I look at Haymitch, who is determinedly looking away from us, and for the first time I feel something else flutter open in my stomach, something that tickles like excitement and twists like regret.
"Yeah," I answer him, turning back to the eyes that are starting to gleam like sapphires. "Yeah, Peeta. Real."
Now the color floods into his face, staining roses onto his cheeks, and he grabs my arms and curls his fingers around my shoulders, resting his forehead on mine.
"I love you," he tells me. "I love you."
His intensity makes me laugh, hurts my abused stomach, but I let it come anyway, liking the feel of it in my mouth, liking the sparkle that is lighting up his face like sun on the surface of still water.
It lasts all of three seconds, until I glance over at Haymitch again and see him watching me thoughtfully, and it all hits me again: I have been careless enough to allow this baby to become a reality, knowing even as I do that someday someone is going to hurt this child because it's the easiest way to hurt me.
I swallow, hard, and force back on the smile that suddenly seems too large on my face. Just because the very idea of this baby hurts me doesn't mean it has to hurt Peeta.
"How do you feel?" he demands from me. "Are you miserable? What can I do? Do you want me to get you something? I don't even know what you'd want. Milk? Do you want milk? I can bake you something. Do you want a cheese bun?"
The laughter this brings feels slightly more natural, and I shake my head.
"Nothing," I tell him honestly. "I don't want anything. I am just going to lay here-"
I slip out of his grasp and stretch back out on the grass, feeling the small beads of dew wet the back of my shirt, and it feels like heaven.
"-and when the world stops spinning I will go home," I say, and Peeta laughs, almost glowing, and when I flick my eyes to look at Haymitch again he is smiling.
"I can't believe it," Peeta marvels. "I thought you just had a virus. I never thought – never let myself think-"
"Me either," I tell him, and he stretches out beside me, one of his hands hovering tentatively over my stomach. He looks at me questioningly, too-long hair falling over one side of his face, and I give him a tiny nod, bite the inside of my mouth when his fingers graze over aching skin.
"Katniss said you'd name the baby after me," Haymitch interrupts us. "Boy or girl. I told her I would graciously accept your offer."
I don't listen to Peeta's teasing retort, content myself with the soothing rhythm of his gentle fingers and let their voices play over my head: Peeta's increasing excitement, Haymitch's joviality carefully undercut with something I cannot quite place.

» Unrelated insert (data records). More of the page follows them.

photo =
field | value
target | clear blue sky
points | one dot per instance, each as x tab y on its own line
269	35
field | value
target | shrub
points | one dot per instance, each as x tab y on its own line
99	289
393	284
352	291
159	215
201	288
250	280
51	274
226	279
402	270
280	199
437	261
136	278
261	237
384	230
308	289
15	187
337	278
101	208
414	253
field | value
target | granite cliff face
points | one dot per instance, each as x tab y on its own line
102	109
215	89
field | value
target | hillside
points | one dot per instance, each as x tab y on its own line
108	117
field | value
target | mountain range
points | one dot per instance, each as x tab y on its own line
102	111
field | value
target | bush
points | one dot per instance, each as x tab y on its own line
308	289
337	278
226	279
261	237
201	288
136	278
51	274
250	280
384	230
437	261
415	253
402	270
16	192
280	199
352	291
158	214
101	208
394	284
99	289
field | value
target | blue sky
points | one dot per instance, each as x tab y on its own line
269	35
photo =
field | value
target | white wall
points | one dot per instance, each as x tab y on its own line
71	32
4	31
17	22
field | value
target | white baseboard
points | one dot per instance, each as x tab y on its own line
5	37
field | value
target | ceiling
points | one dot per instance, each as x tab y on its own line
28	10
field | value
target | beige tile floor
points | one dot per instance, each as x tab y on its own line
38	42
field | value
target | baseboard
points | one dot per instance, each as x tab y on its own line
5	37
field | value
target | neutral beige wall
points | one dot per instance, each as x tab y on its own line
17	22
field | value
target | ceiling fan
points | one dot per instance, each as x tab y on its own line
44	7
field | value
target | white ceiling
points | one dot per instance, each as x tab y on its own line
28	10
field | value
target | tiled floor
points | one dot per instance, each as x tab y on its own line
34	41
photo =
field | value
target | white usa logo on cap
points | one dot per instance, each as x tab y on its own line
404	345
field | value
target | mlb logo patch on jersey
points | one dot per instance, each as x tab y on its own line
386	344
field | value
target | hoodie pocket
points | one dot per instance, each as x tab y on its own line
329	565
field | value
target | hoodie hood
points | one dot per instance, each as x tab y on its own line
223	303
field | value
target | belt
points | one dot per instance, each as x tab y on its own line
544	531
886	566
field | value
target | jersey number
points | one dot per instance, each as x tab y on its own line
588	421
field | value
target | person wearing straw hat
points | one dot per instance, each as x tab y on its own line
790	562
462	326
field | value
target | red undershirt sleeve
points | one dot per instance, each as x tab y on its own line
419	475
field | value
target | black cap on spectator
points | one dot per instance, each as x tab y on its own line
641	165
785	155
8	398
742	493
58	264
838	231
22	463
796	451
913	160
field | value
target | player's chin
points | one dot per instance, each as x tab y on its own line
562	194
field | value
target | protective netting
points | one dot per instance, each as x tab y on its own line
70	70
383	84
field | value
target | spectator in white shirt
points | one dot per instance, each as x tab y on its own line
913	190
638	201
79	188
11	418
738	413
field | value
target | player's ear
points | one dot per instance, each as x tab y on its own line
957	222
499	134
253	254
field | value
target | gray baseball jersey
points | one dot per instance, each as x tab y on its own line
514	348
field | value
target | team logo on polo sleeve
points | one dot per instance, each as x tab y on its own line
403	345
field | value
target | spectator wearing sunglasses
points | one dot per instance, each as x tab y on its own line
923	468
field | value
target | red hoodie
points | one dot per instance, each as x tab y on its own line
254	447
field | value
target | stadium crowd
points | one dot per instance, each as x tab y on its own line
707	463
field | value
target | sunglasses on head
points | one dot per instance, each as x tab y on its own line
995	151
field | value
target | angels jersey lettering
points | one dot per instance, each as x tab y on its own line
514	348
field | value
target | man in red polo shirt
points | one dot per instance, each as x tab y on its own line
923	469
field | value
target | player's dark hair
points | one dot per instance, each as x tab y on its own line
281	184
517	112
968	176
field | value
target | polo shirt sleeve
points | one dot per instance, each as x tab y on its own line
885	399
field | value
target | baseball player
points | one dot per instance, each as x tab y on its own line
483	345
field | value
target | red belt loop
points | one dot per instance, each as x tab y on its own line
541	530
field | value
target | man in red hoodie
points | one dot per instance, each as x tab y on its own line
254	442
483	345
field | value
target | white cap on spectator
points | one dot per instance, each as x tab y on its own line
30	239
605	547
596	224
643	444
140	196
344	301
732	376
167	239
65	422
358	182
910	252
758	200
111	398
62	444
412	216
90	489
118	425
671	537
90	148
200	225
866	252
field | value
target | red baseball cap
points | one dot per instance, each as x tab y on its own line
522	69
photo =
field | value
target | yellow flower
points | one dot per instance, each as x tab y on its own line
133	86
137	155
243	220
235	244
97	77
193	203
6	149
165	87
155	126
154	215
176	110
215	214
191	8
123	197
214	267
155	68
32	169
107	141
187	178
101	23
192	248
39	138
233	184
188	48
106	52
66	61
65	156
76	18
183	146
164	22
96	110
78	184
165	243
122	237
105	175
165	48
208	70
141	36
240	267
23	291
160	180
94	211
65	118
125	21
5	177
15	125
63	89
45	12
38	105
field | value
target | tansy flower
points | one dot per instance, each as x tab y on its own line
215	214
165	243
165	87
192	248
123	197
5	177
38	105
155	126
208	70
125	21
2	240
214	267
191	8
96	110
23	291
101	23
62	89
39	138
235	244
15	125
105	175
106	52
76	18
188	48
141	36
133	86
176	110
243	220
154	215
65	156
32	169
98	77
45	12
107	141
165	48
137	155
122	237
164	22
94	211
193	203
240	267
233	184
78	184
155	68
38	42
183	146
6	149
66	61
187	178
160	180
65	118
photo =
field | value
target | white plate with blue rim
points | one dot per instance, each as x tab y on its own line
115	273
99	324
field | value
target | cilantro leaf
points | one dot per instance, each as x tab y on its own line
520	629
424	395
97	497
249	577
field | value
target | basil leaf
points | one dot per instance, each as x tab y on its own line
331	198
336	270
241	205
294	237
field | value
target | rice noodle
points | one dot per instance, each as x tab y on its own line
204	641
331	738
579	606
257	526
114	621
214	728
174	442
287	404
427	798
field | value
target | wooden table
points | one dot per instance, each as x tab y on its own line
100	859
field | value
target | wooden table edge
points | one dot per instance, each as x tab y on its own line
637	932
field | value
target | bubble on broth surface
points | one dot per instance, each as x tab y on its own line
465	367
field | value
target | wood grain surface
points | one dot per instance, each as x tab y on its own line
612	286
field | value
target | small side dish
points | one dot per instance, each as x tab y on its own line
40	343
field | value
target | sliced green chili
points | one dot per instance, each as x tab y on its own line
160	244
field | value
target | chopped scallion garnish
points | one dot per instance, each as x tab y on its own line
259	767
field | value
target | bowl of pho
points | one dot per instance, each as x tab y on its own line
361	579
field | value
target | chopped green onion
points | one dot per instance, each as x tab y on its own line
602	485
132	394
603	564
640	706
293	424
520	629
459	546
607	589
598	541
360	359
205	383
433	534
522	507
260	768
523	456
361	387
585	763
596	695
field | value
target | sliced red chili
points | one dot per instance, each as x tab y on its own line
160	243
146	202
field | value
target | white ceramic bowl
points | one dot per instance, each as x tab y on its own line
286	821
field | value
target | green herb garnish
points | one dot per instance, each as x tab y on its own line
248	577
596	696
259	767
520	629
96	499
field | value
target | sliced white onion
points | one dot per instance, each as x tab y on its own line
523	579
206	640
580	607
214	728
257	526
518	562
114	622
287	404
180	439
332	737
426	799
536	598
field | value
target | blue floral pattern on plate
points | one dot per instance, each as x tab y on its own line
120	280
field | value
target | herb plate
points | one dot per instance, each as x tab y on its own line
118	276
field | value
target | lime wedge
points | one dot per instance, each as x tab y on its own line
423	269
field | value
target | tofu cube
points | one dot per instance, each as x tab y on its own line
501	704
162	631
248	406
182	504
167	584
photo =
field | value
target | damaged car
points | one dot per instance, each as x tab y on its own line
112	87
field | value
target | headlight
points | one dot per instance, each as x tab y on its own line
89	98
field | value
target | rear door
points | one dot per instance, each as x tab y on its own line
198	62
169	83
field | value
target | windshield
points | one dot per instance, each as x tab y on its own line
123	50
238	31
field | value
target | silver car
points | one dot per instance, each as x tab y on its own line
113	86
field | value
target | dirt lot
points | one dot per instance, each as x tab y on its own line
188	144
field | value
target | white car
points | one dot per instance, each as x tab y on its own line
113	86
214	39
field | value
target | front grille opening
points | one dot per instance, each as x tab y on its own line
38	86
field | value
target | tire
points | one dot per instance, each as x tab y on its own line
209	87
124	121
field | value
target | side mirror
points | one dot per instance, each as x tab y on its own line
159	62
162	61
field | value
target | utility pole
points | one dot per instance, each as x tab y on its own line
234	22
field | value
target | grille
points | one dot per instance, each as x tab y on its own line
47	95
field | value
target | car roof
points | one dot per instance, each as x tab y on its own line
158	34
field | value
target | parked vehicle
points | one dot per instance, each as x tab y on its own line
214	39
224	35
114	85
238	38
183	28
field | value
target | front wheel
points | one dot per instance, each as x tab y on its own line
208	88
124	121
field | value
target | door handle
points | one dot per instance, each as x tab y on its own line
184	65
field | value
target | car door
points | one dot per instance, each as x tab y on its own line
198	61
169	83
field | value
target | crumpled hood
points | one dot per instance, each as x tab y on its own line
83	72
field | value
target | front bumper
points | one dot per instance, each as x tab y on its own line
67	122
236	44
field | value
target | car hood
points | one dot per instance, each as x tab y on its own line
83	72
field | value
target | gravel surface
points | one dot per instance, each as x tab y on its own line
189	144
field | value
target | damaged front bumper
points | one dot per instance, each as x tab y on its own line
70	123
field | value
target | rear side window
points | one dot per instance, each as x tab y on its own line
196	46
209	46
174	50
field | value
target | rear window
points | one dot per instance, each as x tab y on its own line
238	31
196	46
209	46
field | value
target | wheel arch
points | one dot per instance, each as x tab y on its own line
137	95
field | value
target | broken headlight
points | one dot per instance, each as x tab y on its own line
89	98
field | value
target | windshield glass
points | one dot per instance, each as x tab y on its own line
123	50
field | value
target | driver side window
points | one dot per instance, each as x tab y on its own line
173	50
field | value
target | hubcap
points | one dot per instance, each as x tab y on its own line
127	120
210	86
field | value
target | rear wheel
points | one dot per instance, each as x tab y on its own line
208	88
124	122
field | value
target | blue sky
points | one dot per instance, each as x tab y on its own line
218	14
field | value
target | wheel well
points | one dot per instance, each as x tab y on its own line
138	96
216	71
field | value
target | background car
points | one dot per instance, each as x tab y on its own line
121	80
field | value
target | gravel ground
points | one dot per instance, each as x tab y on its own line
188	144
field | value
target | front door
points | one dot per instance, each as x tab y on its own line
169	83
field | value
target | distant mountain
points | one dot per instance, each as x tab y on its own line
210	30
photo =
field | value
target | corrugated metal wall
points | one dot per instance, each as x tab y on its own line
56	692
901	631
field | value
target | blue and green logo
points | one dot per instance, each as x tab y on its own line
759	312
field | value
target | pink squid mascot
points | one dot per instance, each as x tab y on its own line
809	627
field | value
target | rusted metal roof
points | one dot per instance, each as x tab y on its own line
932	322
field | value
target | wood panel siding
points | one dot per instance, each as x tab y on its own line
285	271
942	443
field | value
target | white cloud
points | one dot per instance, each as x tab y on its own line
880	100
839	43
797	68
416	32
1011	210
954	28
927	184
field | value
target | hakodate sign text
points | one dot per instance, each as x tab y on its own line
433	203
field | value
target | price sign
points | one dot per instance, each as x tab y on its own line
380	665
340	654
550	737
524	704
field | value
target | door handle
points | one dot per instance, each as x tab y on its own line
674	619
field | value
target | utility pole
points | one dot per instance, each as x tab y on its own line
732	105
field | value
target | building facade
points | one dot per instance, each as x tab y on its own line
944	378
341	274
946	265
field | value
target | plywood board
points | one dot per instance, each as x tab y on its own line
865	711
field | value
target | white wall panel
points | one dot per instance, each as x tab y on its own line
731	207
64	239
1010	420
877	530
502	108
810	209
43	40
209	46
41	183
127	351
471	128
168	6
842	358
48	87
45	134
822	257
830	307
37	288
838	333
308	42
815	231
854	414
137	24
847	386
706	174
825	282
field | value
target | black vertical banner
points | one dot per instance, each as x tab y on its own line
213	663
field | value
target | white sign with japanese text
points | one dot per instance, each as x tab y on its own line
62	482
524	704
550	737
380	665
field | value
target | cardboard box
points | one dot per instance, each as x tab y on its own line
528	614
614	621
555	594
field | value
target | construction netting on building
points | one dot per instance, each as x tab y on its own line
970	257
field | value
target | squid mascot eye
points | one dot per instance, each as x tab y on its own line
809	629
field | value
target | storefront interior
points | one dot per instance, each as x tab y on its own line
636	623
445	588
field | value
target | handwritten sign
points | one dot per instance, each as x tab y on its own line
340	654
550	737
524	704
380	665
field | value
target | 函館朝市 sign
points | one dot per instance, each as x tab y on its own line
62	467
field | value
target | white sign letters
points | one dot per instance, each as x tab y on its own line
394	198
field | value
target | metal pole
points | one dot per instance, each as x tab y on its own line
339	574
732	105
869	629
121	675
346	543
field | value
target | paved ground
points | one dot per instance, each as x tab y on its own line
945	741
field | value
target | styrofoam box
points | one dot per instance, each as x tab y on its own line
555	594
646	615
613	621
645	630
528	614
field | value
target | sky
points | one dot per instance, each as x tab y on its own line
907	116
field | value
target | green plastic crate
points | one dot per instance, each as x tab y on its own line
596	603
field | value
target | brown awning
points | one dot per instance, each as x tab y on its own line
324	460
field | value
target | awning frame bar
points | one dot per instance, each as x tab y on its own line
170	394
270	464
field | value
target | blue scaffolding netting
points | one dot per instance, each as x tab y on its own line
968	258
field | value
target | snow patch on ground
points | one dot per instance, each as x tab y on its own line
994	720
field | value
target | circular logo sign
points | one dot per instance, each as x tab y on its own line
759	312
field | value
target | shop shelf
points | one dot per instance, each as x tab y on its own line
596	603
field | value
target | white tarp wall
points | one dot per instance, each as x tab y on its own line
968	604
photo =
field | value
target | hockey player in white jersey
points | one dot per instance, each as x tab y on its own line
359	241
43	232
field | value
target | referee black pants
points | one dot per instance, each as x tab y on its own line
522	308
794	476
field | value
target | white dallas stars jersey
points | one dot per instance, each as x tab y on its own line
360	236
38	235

Haymitch is just launching into a family history that, he assures us, validates his claim that his many-times removed paternal namesake was the first man to ever discover white grain alcohol, when nausea rolls over me in a rush, a sudden clenching in my stomach that hits like a punch, and I suck in air with a hiss, stilling Peeta's fingers, a dip in between his eyes creasing in sympathy as he looks down at me.
"Is it awful?" he whispers.
"A baby named Haymitch?" I whisper back sickly. "Yes. Terrible."
"Well I just assumed," Haymitch says, "that as the only person around here you guys like-"
I don't hear the rest of his horrible lies as my throat seizes up and I have to make another mad dash for Haymitch's bushes. There is the low exchange of voices from behind me and then I hear Peeta's steady footsteps, feel my hair pulled back from my face and gathered in one gentle hand as the other rests on my back.
"Come on," he tells me quietly when I am finished. "Come on. I'll take you home."
I can't find the energy to do anything more than flap a hand at Haymitch, and Peeta stays silent beside me as his strong hands wrap around my arms, holding me against him, guiding my feet. He whispers soothing words in my ear that mean nothing, but his tone is as cool as a glass of water in the middle of summer, and he walks beside me, supports me, holds me tight and takes me home.